El Niño está de volta — e os sinais já aparecem do espaço

Cientistas monitoram o El Niño de 2026 em tempo real; dados de satélites indicam aumento da força do fenômeno no oceano Pacífico

O fenômeno climático El Niño voltou a apresentar sinais de atividade em junho de 2026, conforme apontam dados obtidos por satélites de monitoramento. Pesquisadores acompanham atentamente o aumento das temperaturas nas águas do Oceano Pacífico e os possíveis reflexos desse processo sobre o clima global.

Na prática, a situação já desperta atenção entre especialistas, já que as mudanças na temperatura do oceano podem influenciar padrões climáticos em diversas partes do planeta ao longo dos próximos meses, segundo informações divulgadas pela Phys.org.

O que os satélites estão vendo no Pacífico
O retorno do El Niño foi oficialmente reconhecido após vários meses de aquecimento gradual das águas do Pacífico Equatorial. A Administração Nacional Oceânica e Atmosférica dos Estados Unidos (NOAA) confirmou o fenômeno em 11 de junho, após identificar temperaturas da superfície do mar acima da média por um período contínuo.

Nesse monitoramento, satélites como o Sentinel-6 Michael Freilich desempenham um papel fundamental. Eles permitem acompanhar alterações no nível do mar, que tende a se elevar quando a água aquece e se expande.

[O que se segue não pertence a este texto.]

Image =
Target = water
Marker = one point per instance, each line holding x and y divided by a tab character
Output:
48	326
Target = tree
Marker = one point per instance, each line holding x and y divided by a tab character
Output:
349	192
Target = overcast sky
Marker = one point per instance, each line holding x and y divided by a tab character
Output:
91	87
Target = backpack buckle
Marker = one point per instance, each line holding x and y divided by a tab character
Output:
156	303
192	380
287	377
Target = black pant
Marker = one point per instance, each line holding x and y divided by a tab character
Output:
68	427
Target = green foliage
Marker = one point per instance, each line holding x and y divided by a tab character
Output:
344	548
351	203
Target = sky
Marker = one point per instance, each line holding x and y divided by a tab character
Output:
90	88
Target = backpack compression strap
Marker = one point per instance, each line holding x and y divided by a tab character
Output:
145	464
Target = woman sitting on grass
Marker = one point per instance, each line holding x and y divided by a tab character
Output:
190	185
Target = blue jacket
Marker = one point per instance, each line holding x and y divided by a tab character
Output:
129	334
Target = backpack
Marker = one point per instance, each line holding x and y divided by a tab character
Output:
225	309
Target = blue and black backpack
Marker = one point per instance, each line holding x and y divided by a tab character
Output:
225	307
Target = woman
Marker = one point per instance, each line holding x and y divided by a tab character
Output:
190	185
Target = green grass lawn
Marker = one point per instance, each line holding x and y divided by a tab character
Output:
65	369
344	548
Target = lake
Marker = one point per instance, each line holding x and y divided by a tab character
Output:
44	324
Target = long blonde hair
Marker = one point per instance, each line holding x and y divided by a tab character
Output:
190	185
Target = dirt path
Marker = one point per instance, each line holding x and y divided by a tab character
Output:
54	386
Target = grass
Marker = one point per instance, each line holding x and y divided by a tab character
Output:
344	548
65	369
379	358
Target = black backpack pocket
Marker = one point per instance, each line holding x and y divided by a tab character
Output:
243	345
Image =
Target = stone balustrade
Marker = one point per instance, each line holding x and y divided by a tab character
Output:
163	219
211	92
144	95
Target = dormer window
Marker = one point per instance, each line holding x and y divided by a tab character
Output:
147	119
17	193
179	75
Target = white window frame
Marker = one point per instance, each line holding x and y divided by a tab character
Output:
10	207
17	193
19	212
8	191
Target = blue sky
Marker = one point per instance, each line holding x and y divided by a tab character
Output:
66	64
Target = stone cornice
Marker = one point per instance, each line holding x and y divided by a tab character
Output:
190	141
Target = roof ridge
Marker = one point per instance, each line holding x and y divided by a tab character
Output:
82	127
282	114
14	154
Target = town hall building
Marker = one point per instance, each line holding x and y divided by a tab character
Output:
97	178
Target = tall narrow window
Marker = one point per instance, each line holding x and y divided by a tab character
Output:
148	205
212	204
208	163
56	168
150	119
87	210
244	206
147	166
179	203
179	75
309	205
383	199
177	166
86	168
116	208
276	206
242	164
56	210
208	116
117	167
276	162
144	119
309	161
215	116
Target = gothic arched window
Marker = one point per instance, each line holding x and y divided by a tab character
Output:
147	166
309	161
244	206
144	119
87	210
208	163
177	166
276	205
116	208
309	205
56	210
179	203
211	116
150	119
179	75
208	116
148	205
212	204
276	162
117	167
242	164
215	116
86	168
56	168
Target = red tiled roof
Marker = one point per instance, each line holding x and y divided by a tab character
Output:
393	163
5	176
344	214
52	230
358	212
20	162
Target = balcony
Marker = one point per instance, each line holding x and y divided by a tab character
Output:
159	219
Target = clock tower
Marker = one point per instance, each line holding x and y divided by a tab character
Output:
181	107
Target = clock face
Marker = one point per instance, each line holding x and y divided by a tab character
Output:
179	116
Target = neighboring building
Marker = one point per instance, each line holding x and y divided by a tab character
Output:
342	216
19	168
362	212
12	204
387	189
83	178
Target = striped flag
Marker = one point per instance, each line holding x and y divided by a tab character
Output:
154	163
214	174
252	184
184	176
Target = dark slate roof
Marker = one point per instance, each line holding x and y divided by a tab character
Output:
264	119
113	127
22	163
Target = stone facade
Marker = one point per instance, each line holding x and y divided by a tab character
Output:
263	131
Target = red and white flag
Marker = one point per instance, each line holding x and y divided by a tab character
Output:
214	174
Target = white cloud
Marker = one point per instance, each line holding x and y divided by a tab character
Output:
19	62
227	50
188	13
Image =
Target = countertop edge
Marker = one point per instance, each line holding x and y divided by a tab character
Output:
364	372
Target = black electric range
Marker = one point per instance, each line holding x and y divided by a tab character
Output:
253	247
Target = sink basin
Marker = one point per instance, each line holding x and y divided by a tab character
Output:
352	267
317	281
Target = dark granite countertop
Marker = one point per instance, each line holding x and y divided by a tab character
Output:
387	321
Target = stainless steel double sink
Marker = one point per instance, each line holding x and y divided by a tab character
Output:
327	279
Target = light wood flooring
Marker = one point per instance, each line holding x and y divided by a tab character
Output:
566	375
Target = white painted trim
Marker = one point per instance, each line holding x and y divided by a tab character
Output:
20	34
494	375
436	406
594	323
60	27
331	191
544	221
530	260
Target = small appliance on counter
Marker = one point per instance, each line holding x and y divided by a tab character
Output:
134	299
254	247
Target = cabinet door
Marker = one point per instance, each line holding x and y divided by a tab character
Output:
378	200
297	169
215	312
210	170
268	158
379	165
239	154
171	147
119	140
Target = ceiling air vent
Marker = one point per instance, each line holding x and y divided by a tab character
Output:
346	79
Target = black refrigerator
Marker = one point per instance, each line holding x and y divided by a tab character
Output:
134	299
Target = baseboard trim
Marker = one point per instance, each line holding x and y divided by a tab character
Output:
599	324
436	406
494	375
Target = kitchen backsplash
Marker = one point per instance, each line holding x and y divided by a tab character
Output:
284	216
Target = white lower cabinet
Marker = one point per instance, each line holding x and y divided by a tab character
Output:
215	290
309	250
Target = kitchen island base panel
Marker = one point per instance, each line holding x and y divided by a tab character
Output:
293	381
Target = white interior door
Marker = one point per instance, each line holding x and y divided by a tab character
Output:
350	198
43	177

Esse tipo de observação se tornou uma das principais ferramentas para os cientistas acompanharem a evolução do El Niño, fornecendo dados mais precisos sobre a intensidade do aquecimento oceânico e seus possíveis impactos sobre o clima global.

Segundo cientistas da NASA, esse sinal é um dos indicadores mais importantes do El Niño.

Como o oceano “avisa” o clima global
O El Niño não se resume apenas ao aquecimento das águas da superfície. O fenômeno também envolve enormes quantidades de calor acumuladas nas camadas mais profundas do oceano — e é justamente aí que a situação ganha maior importância para o clima mundial.

E esse detalhe altera significativamente a compreensão sobre o comportamento do fenômeno.

Entre os principais efeitos observados estão:

  • aumento da temperatura do Pacífico equatorial
  • mudanças nos padrões de chuva e períodos de seca
  • impacto forte em regiões como Austrália e Indonésia
  • alterações na circulação dos ventos oceânicos

Essas mudanças podem afetar o clima em diferentes partes do mundo, dependendo da intensidade do fenômeno.

Um cenário parecido com grandes eventos do passado
Especialistas apontam que o quadro atual apresenta algumas semelhanças com o observado em 1997, período marcado por um dos episódios de El Niño mais fortes da história.

Esse paralelo serve para avaliar o potencial do fenômeno, mas não significa que os mesmos efeitos irão se repetir agora.

Neste momento, o cenário continua sendo acompanhado de perto. A força que o El Niño de 2026 poderá alcançar ainda dependerá da evolução das condições oceânicas nas próximas semanas.

“Por enquanto, parece que será um evento grande — mais do que eu teria dito na semana passada — mas ainda precisamos de mais observações para saber o que vai acontecer.”

O El Niño de 2026 já está ativo e segue sendo acompanhado em tempo real por satélites e pesquisadores. O comportamento atual do Oceano Pacífico poderá influenciar os próximos desdobramentos do clima global, mantendo cientistas atentos à evolução do fenômeno.